ImperialBlether Thu 27-Apr-17 19:12:35

Am I the only one who thought, "No, don't marry him!" right from the start?

OP, you can't live like this. You really can't. I'd be very suspicious of him anyway - tbh I wouldn't believe he had to spend all that time socialising. On top of this it sounds as though he's lost interest in you.

I wouldn't trust this man as far as I could throw him.

chestylarue52 Thu 27-Apr-17 19:13:46

You say

But it's me asking the questions - probing, poking the wound! I WANT him to be honest. Anyway, I can see they're attractive, so if he denied thinking the same I'd be scornful of him and hurt that he's being dishonest with me.

Like I said, I'm giving him such a hard time, he'll be relieved to get away from me confused

So you're well aware the problem. Big girl time. Find your own 'out of the house' interests. Go out in the world. Find out what turns you on. Don't sit at home wringing your hands and making this man the focus of all your emotional attention.

Hellobye Thu 27-Apr-17 19:15:09

Yes he can admit they are attractive if he has to but he should be saying things like, it's you I want to be with or I don't even notice these days as I'm happy with you.
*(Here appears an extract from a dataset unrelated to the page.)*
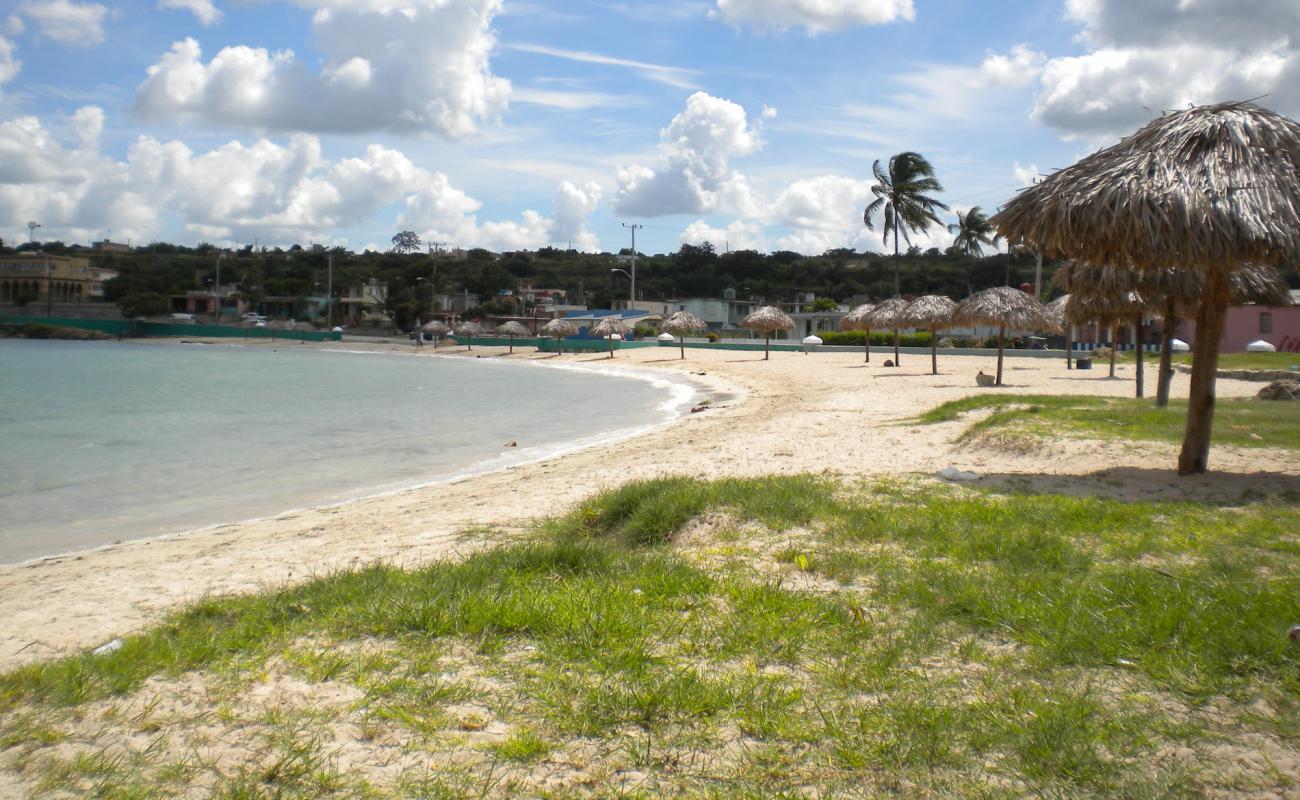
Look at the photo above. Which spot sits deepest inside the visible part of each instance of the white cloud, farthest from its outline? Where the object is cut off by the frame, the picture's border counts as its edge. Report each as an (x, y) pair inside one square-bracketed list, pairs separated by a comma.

Pinkheart5915 Thu 27-Apr-17 19:15:15

It's ok to find other people attractive when your in a relationship that's only natural but why would you tell your partner? If I see a nice looking man when out or I meet with one for my business etc I would never say to dh oh by the way if I was single I'd date and shag x. No need imo for such an honest answer as imo that answer is disrespectful

Trifleorbust Thu 27-Apr-17 19:15:30

If my partner kept asking me whether I found clients who I had to spend time with attractive, I would get pissed off and tell him the questioning was out of line. I would never say I found any one of them particularly attractive. I would certainly never talk about the fact that I can't date them as they probably aren't single! I mean, WTF?

Pinkheart5915 Thu 27-Apr-17 19:17:13

But it's me asking the questions - probing, poking the wound! I WANT him to be honest. Anyway, I can see they're attractive, so if he denied thinking the same I'd be scornful of him

If you push someone that hard, then actually I'm not that surprised he gave you the answer he did and tbh it sounds like no matter what he said you wouldn't of been happy.

saltandvinegarcrisps1 Thu 27-Apr-17 19:21:42

This type of honesty is in my opinion a get out clause. It's like when people say " I tell it like it is " as an excuse for rudeness. If we all said exactly what we think all the time, nobody would have any friends. When you ask if he finds them attractive, his answer should be along the lines of....not as attractive as you....or...can't say I've noticed. He's basically telling you he fancies other women he is put socialising with but you can't be concerned as he is "just being honest".